With no resolution in sight, it appears that the property market is in a position to drag down the rest of the economy with it. Australia is also one of the markets which analysts see is particularly in danger of being affected by the global property market cool down. When mixed with these concerns, it's hard to see where Australia is going to look for the means to pull itself out of this situation, as it's enjoyed 27 unbroken years of unparalleled economic development.
Analysts like UBS chief economist George Tharenou has a bleak outlook for the economy. In his opinion, Australia isn't doing good facing what appears to be a historic downturn in housing. It also appears that it's possible housing prices won't get better this year, with the earliest hint at leveling out in 2020.
Many forecasters haven't been able to predict this nor the severity of the downturn. Most in the market, however, isn't facing any doubts that it would be one of the longest, as well as the biggest, in a period of 10 years or more. When it ends, according to Sydney Morning Herald, it won't even end up in the highs, only managing to break even.
Another analyst, Paul Bloxham, HSBC's chief Australia and New Zealand economist, has it looking bleak for the economy.

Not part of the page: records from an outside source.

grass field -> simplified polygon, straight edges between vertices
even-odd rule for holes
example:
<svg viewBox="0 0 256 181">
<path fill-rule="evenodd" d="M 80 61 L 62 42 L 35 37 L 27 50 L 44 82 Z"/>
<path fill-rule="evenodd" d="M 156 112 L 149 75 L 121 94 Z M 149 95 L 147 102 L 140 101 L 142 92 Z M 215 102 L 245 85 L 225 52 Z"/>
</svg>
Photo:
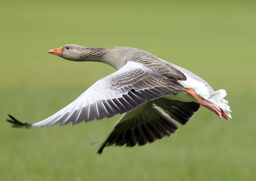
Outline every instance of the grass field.
<svg viewBox="0 0 256 181">
<path fill-rule="evenodd" d="M 0 6 L 0 180 L 256 179 L 256 3 L 5 1 Z M 142 49 L 227 90 L 233 118 L 201 109 L 169 138 L 132 148 L 103 141 L 121 116 L 61 127 L 34 122 L 115 71 L 47 52 L 65 44 Z"/>
</svg>

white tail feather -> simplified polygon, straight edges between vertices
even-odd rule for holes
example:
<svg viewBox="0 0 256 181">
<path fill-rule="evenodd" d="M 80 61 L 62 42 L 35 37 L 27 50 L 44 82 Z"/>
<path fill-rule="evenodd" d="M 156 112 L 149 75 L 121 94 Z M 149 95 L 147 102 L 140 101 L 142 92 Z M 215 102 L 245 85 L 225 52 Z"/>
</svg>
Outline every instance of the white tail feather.
<svg viewBox="0 0 256 181">
<path fill-rule="evenodd" d="M 226 95 L 227 93 L 226 92 L 226 91 L 223 89 L 220 89 L 211 94 L 208 100 L 215 104 L 223 110 L 228 116 L 231 118 L 231 115 L 230 112 L 231 112 L 231 111 L 230 109 L 230 107 L 227 104 L 228 102 L 223 99 Z"/>
</svg>

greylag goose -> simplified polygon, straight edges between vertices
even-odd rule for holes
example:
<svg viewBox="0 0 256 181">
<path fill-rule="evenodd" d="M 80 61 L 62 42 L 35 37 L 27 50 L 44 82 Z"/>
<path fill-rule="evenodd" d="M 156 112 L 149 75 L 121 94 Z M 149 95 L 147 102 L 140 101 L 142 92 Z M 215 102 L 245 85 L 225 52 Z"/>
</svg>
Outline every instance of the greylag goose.
<svg viewBox="0 0 256 181">
<path fill-rule="evenodd" d="M 77 62 L 100 62 L 118 70 L 96 82 L 73 102 L 45 119 L 22 123 L 9 115 L 15 127 L 73 124 L 124 113 L 97 153 L 106 146 L 143 145 L 186 124 L 204 106 L 222 119 L 231 118 L 223 99 L 225 90 L 215 91 L 189 71 L 146 51 L 132 48 L 85 47 L 67 45 L 48 52 Z"/>
</svg>

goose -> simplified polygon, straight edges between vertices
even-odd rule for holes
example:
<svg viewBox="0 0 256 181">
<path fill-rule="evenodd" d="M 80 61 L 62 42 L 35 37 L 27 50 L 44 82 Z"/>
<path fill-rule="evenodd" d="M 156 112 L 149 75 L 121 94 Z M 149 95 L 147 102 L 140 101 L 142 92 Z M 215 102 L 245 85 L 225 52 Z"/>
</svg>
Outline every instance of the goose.
<svg viewBox="0 0 256 181">
<path fill-rule="evenodd" d="M 92 144 L 100 146 L 100 154 L 106 146 L 144 145 L 170 136 L 177 123 L 185 125 L 201 106 L 220 119 L 231 118 L 225 90 L 214 91 L 198 76 L 146 51 L 70 44 L 48 52 L 68 60 L 104 63 L 117 70 L 42 121 L 23 123 L 8 115 L 13 126 L 74 125 L 123 113 L 104 142 Z"/>
</svg>

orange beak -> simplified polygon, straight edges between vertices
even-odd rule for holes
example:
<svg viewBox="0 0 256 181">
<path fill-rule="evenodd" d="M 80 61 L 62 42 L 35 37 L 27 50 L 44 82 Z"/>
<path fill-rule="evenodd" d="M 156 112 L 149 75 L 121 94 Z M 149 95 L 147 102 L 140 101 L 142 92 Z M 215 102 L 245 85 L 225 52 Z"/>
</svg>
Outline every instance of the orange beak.
<svg viewBox="0 0 256 181">
<path fill-rule="evenodd" d="M 61 56 L 61 51 L 62 50 L 62 47 L 63 47 L 61 46 L 56 49 L 50 50 L 48 51 L 48 53 Z"/>
</svg>

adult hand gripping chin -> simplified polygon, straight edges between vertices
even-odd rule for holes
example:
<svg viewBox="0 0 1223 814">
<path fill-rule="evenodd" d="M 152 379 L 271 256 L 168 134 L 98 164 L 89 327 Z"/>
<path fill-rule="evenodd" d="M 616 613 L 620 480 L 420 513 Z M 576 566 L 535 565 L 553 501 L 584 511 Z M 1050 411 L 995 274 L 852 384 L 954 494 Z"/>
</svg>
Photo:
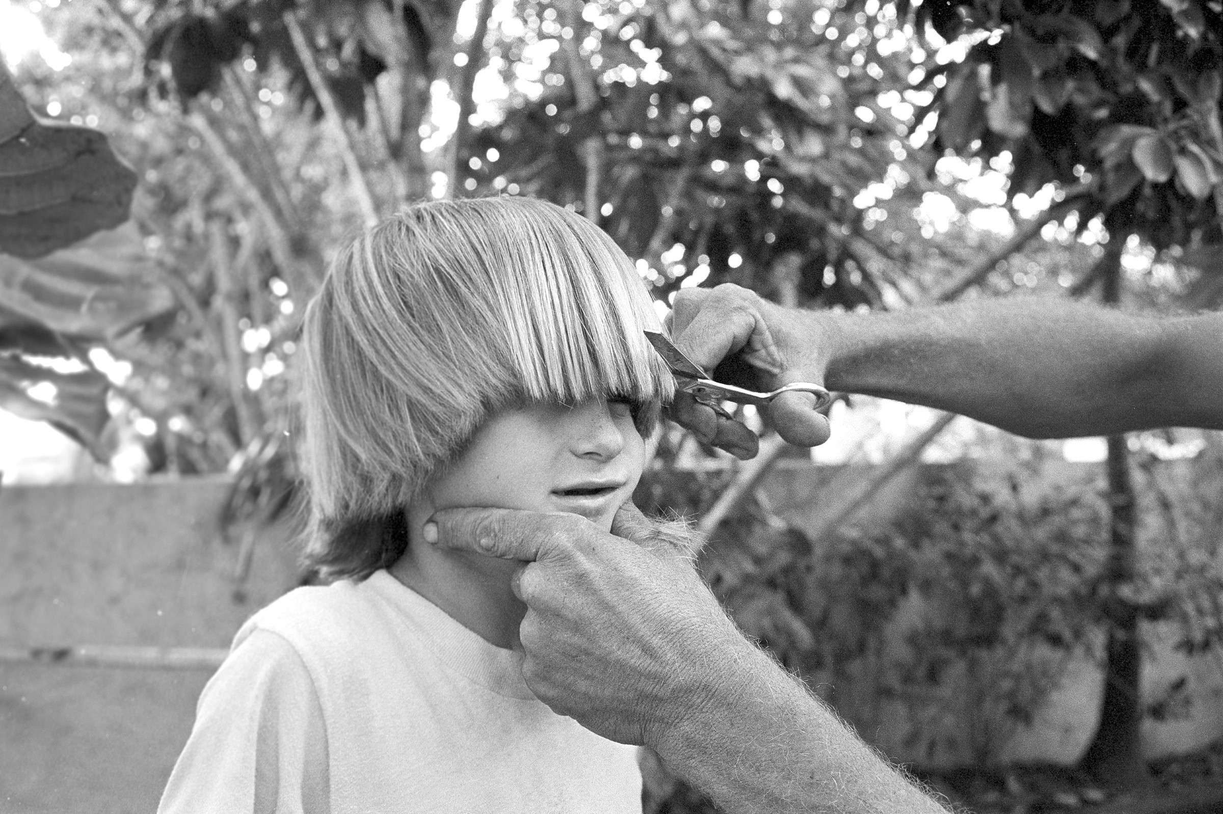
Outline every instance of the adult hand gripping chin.
<svg viewBox="0 0 1223 814">
<path fill-rule="evenodd" d="M 625 504 L 612 534 L 576 515 L 446 508 L 437 544 L 522 560 L 522 673 L 554 711 L 620 743 L 663 752 L 678 721 L 709 703 L 733 653 L 752 645 L 692 565 L 681 523 Z M 427 538 L 432 533 L 427 534 Z"/>
<path fill-rule="evenodd" d="M 682 288 L 668 317 L 675 346 L 719 381 L 757 391 L 769 391 L 793 381 L 823 384 L 818 347 L 806 347 L 812 337 L 799 331 L 795 313 L 733 284 L 714 288 Z M 786 392 L 763 412 L 778 434 L 797 446 L 817 446 L 828 440 L 828 419 L 816 412 L 815 396 Z M 676 394 L 669 409 L 671 420 L 709 444 L 739 458 L 751 458 L 759 449 L 756 434 L 744 424 L 723 418 L 690 395 Z"/>
</svg>

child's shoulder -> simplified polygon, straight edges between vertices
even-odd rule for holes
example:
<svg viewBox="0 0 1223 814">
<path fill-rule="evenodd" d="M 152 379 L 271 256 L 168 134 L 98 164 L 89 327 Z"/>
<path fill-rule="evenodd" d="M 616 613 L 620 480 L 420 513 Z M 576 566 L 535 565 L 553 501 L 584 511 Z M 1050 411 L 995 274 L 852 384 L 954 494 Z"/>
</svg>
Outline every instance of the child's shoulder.
<svg viewBox="0 0 1223 814">
<path fill-rule="evenodd" d="M 372 587 L 340 581 L 330 585 L 295 588 L 247 620 L 235 647 L 257 629 L 286 639 L 298 653 L 342 647 L 377 625 L 379 611 Z"/>
</svg>

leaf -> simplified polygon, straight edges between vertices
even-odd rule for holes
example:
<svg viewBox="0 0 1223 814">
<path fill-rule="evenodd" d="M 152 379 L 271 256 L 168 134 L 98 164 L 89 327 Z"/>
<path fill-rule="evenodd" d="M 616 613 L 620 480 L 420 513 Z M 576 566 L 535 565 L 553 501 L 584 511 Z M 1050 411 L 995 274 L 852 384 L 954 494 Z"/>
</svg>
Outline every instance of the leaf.
<svg viewBox="0 0 1223 814">
<path fill-rule="evenodd" d="M 1185 149 L 1201 160 L 1202 169 L 1206 170 L 1206 177 L 1210 178 L 1211 185 L 1223 182 L 1223 167 L 1219 166 L 1219 163 L 1201 144 L 1189 142 L 1185 144 Z"/>
<path fill-rule="evenodd" d="M 1185 192 L 1199 200 L 1208 198 L 1213 183 L 1211 183 L 1201 159 L 1192 153 L 1178 153 L 1174 161 L 1177 164 L 1177 180 L 1185 187 Z"/>
<path fill-rule="evenodd" d="M 110 383 L 94 369 L 59 373 L 15 354 L 0 354 L 0 408 L 48 422 L 102 458 Z"/>
<path fill-rule="evenodd" d="M 37 120 L 0 65 L 0 252 L 42 257 L 127 220 L 136 174 L 106 137 Z"/>
<path fill-rule="evenodd" d="M 1153 127 L 1141 125 L 1112 125 L 1103 128 L 1095 141 L 1095 153 L 1099 155 L 1104 167 L 1112 167 L 1130 156 L 1134 142 L 1144 136 L 1155 134 Z"/>
<path fill-rule="evenodd" d="M 1189 34 L 1190 39 L 1199 40 L 1206 32 L 1206 18 L 1202 17 L 1202 10 L 1196 4 L 1185 4 L 1184 10 L 1175 11 L 1172 16 L 1177 21 L 1177 27 Z"/>
<path fill-rule="evenodd" d="M 1093 62 L 1098 62 L 1104 53 L 1104 40 L 1099 31 L 1082 17 L 1066 15 L 1057 21 L 1057 28 L 1062 29 L 1075 50 Z"/>
<path fill-rule="evenodd" d="M 1147 181 L 1163 183 L 1172 177 L 1172 145 L 1159 133 L 1140 137 L 1134 142 L 1130 155 Z"/>
<path fill-rule="evenodd" d="M 1046 116 L 1057 116 L 1070 100 L 1074 84 L 1060 68 L 1049 71 L 1032 86 L 1032 101 Z"/>
<path fill-rule="evenodd" d="M 967 145 L 981 127 L 981 90 L 975 65 L 961 65 L 943 88 L 943 111 L 939 114 L 939 141 L 954 150 Z"/>
<path fill-rule="evenodd" d="M 1104 172 L 1104 208 L 1112 209 L 1130 197 L 1134 187 L 1142 182 L 1142 171 L 1126 161 Z"/>
<path fill-rule="evenodd" d="M 1130 13 L 1130 0 L 1096 0 L 1096 22 L 1101 28 L 1108 28 L 1114 22 Z"/>
<path fill-rule="evenodd" d="M 1036 73 L 1044 73 L 1062 65 L 1065 59 L 1062 49 L 1057 45 L 1038 43 L 1027 34 L 1016 32 L 1015 42 L 1019 44 L 1019 50 L 1024 54 L 1024 59 L 1027 60 Z"/>
<path fill-rule="evenodd" d="M 109 340 L 174 307 L 132 222 L 35 260 L 0 254 L 0 330 Z"/>
<path fill-rule="evenodd" d="M 1031 106 L 1029 106 L 1027 115 L 1025 115 L 1024 111 L 1016 110 L 1015 105 L 1011 104 L 1011 95 L 1010 86 L 1005 82 L 994 88 L 994 98 L 989 100 L 989 105 L 986 108 L 986 121 L 989 123 L 989 130 L 999 136 L 1024 138 L 1029 132 L 1027 116 L 1031 115 Z M 1024 101 L 1027 100 L 1025 99 Z"/>
<path fill-rule="evenodd" d="M 1168 81 L 1162 73 L 1148 71 L 1147 73 L 1140 75 L 1135 82 L 1142 94 L 1151 101 L 1155 101 L 1156 104 L 1172 101 L 1172 92 L 1168 89 Z"/>
</svg>

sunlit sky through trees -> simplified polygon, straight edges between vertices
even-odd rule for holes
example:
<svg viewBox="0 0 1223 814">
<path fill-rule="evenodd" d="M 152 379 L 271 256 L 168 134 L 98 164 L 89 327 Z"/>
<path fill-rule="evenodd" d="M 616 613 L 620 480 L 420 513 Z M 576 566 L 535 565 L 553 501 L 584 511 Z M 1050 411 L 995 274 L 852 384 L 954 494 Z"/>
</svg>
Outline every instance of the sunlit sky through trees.
<svg viewBox="0 0 1223 814">
<path fill-rule="evenodd" d="M 51 71 L 64 71 L 71 65 L 72 54 L 64 53 L 48 37 L 42 22 L 44 15 L 61 12 L 62 10 L 59 9 L 61 2 L 73 4 L 73 0 L 34 0 L 32 2 L 0 0 L 0 53 L 4 54 L 10 70 L 15 72 L 18 87 L 22 87 L 23 68 L 37 62 L 44 64 Z M 73 5 L 84 5 L 84 0 L 75 0 Z M 603 84 L 624 83 L 631 87 L 641 83 L 649 86 L 668 79 L 667 72 L 659 62 L 660 51 L 647 48 L 641 39 L 637 39 L 631 24 L 619 26 L 616 23 L 618 15 L 623 17 L 641 5 L 643 5 L 643 0 L 623 0 L 621 2 L 603 0 L 588 2 L 582 10 L 583 21 L 591 27 L 587 29 L 588 35 L 578 44 L 578 53 L 588 60 L 589 66 L 597 72 L 598 79 Z M 466 0 L 464 4 L 455 33 L 456 44 L 462 44 L 473 35 L 478 7 L 478 0 Z M 841 51 L 838 54 L 839 66 L 837 67 L 841 78 L 850 75 L 850 66 L 865 70 L 873 78 L 882 77 L 882 70 L 874 62 L 877 59 L 895 60 L 900 56 L 911 62 L 912 68 L 907 76 L 907 83 L 912 87 L 883 89 L 876 95 L 873 104 L 862 104 L 854 110 L 854 115 L 862 123 L 882 123 L 892 127 L 895 133 L 890 142 L 895 161 L 887 167 L 879 167 L 878 181 L 861 189 L 851 191 L 852 205 L 863 213 L 865 227 L 872 229 L 883 224 L 888 218 L 883 204 L 892 200 L 898 191 L 912 182 L 903 164 L 904 159 L 927 145 L 937 125 L 937 114 L 931 112 L 918 119 L 917 111 L 932 100 L 932 92 L 921 87 L 926 78 L 927 68 L 925 66 L 960 62 L 975 42 L 994 37 L 997 32 L 994 34 L 978 32 L 974 35 L 960 37 L 955 42 L 945 42 L 929 27 L 925 32 L 915 32 L 909 24 L 900 23 L 892 4 L 881 5 L 873 1 L 865 4 L 863 10 L 852 18 L 852 28 L 843 24 L 841 29 L 835 27 L 835 16 L 830 7 L 822 7 L 818 2 L 791 5 L 784 0 L 768 0 L 768 7 L 767 22 L 769 24 L 779 29 L 790 28 L 791 31 L 793 27 L 810 27 L 811 33 L 816 37 L 821 37 L 828 43 L 835 43 L 835 48 Z M 801 17 L 793 11 L 794 9 L 802 9 Z M 815 11 L 811 11 L 812 9 Z M 711 20 L 706 24 L 717 27 L 719 23 Z M 525 100 L 538 100 L 550 86 L 561 86 L 565 82 L 565 76 L 560 71 L 553 70 L 553 59 L 561 48 L 560 40 L 574 35 L 572 29 L 563 26 L 558 12 L 547 5 L 497 0 L 489 21 L 489 33 L 486 37 L 486 43 L 492 42 L 493 44 L 487 54 L 487 64 L 476 76 L 472 94 L 475 109 L 471 123 L 477 128 L 495 126 L 505 119 L 506 112 L 514 106 L 521 106 Z M 635 61 L 629 64 L 604 60 L 602 54 L 604 35 L 619 37 L 626 43 Z M 616 53 L 624 54 L 625 51 L 618 49 Z M 466 59 L 466 54 L 459 49 L 455 55 L 456 65 L 462 64 L 459 60 Z M 251 75 L 264 76 L 257 72 L 258 66 L 251 57 L 246 57 L 241 66 Z M 940 79 L 944 77 L 936 77 L 934 84 L 939 86 Z M 67 84 L 65 83 L 65 87 L 60 89 L 60 94 L 71 93 Z M 433 83 L 430 98 L 430 115 L 419 131 L 422 149 L 427 154 L 435 153 L 446 144 L 455 132 L 459 116 L 459 104 L 444 81 Z M 258 114 L 264 119 L 270 117 L 275 108 L 294 104 L 285 89 L 278 87 L 260 87 L 258 100 L 262 105 Z M 46 119 L 91 127 L 99 125 L 94 112 L 76 108 L 70 109 L 66 99 L 61 95 L 32 97 L 29 101 L 35 112 Z M 697 131 L 698 125 L 713 126 L 709 120 L 715 119 L 715 116 L 700 117 L 711 104 L 704 97 L 692 103 L 693 132 Z M 547 112 L 554 115 L 554 106 L 549 105 Z M 702 125 L 704 121 L 709 121 L 709 123 Z M 629 144 L 632 145 L 632 137 L 629 138 Z M 495 166 L 497 160 L 497 150 L 490 149 L 483 158 L 473 156 L 470 160 L 470 166 L 472 170 L 481 169 L 484 164 L 490 167 Z M 709 169 L 719 174 L 741 174 L 748 181 L 777 183 L 775 178 L 761 177 L 761 166 L 757 160 L 748 160 L 741 166 L 730 166 L 719 159 L 714 160 Z M 1015 231 L 1015 218 L 1025 220 L 1035 218 L 1060 196 L 1053 185 L 1047 185 L 1032 196 L 1014 196 L 1008 205 L 1008 177 L 1011 169 L 1009 153 L 1002 153 L 988 163 L 978 158 L 965 160 L 953 154 L 938 158 L 933 165 L 933 180 L 947 192 L 931 189 L 921 194 L 920 203 L 912 210 L 912 218 L 920 227 L 921 236 L 927 240 L 936 238 L 953 227 L 966 226 L 983 233 L 1008 237 Z M 1076 171 L 1076 174 L 1079 172 Z M 432 182 L 432 193 L 435 197 L 444 197 L 448 194 L 450 185 L 457 180 L 451 180 L 446 177 L 445 172 L 438 170 L 433 172 Z M 470 185 L 467 188 L 475 188 L 473 180 L 468 178 L 467 183 Z M 494 180 L 494 187 L 504 188 L 504 180 L 500 186 Z M 516 191 L 510 189 L 510 192 Z M 1077 215 L 1071 214 L 1064 224 L 1047 225 L 1042 231 L 1042 237 L 1051 244 L 1060 246 L 1077 242 L 1092 247 L 1107 241 L 1106 231 L 1098 219 L 1088 222 L 1085 229 L 1079 229 L 1079 226 Z M 664 263 L 673 259 L 678 262 L 682 255 L 684 247 L 676 244 L 674 249 L 670 249 L 670 254 L 664 253 L 662 259 Z M 731 265 L 734 265 L 736 257 L 731 255 Z M 1126 243 L 1123 263 L 1131 274 L 1159 271 L 1159 258 L 1136 240 Z M 641 260 L 638 265 L 642 268 L 643 275 L 654 274 L 657 276 L 657 271 L 648 268 L 648 263 L 645 260 Z M 692 268 L 676 266 L 681 269 L 679 274 L 689 275 L 684 285 L 697 285 L 708 275 L 708 268 L 702 270 L 700 264 L 691 265 Z M 1016 286 L 1027 285 L 1031 287 L 1033 285 L 1033 282 L 1027 281 L 1022 270 L 1016 270 L 1014 274 L 1016 275 Z M 1032 279 L 1035 280 L 1035 277 Z M 290 299 L 285 299 L 281 304 L 289 308 L 294 307 Z M 665 304 L 660 302 L 659 307 L 665 308 Z M 256 352 L 267 346 L 267 337 L 259 331 L 265 332 L 267 329 L 251 325 L 245 330 L 242 345 L 248 352 Z M 264 378 L 276 376 L 283 372 L 284 363 L 273 357 L 264 367 L 253 368 L 249 372 L 247 385 L 252 390 L 258 389 Z M 108 375 L 111 374 L 108 373 Z M 114 375 L 122 376 L 124 374 L 122 370 L 116 370 Z M 898 439 L 932 420 L 929 411 L 887 403 L 873 411 L 845 411 L 843 414 L 834 414 L 834 419 L 838 433 L 833 441 L 815 452 L 813 457 L 819 461 L 844 460 L 852 449 L 862 445 L 867 447 L 870 458 L 883 458 L 895 446 Z M 12 479 L 13 472 L 20 471 L 22 456 L 37 456 L 53 446 L 48 435 L 42 431 L 45 428 L 32 431 L 26 424 L 26 422 L 7 416 L 0 423 L 0 436 L 4 438 L 0 446 L 4 446 L 6 451 L 5 460 L 0 460 L 0 467 L 7 469 L 5 478 L 9 480 Z M 936 445 L 929 455 L 936 458 L 947 458 L 963 453 L 963 450 L 970 446 L 972 439 L 976 438 L 975 433 L 976 430 L 965 431 L 960 433 L 959 436 L 951 433 L 945 441 L 940 442 L 942 451 L 940 446 Z M 1098 460 L 1102 457 L 1102 444 L 1095 441 L 1069 442 L 1066 452 L 1068 457 Z"/>
</svg>

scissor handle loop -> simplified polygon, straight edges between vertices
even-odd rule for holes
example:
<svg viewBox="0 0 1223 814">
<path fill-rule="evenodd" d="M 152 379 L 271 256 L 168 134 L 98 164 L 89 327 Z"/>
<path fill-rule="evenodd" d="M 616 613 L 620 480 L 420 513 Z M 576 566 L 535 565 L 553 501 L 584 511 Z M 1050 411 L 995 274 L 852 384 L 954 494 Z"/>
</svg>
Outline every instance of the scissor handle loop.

He said that the property market is going to have a "hard landing" isn't too far from the question.
There were various factors influencing the market right now. However, he was convinced that the market, as it tries to correct itself, might end up crashing. Factors from the international markets as well as local events have the potential to gang up and make things harder for the Australian property market.
A good example of the country's declining fortunes is Sydney and Melbourne, wherein 60 percent of Australia's property transactions have taken place. The downturn in both places have gone differently; Sydney's downturn has, so far, been "sharper and widespread." In contrast, Melbourne's downturn has yet to be the worst it's been, but so far, the effects have been felt.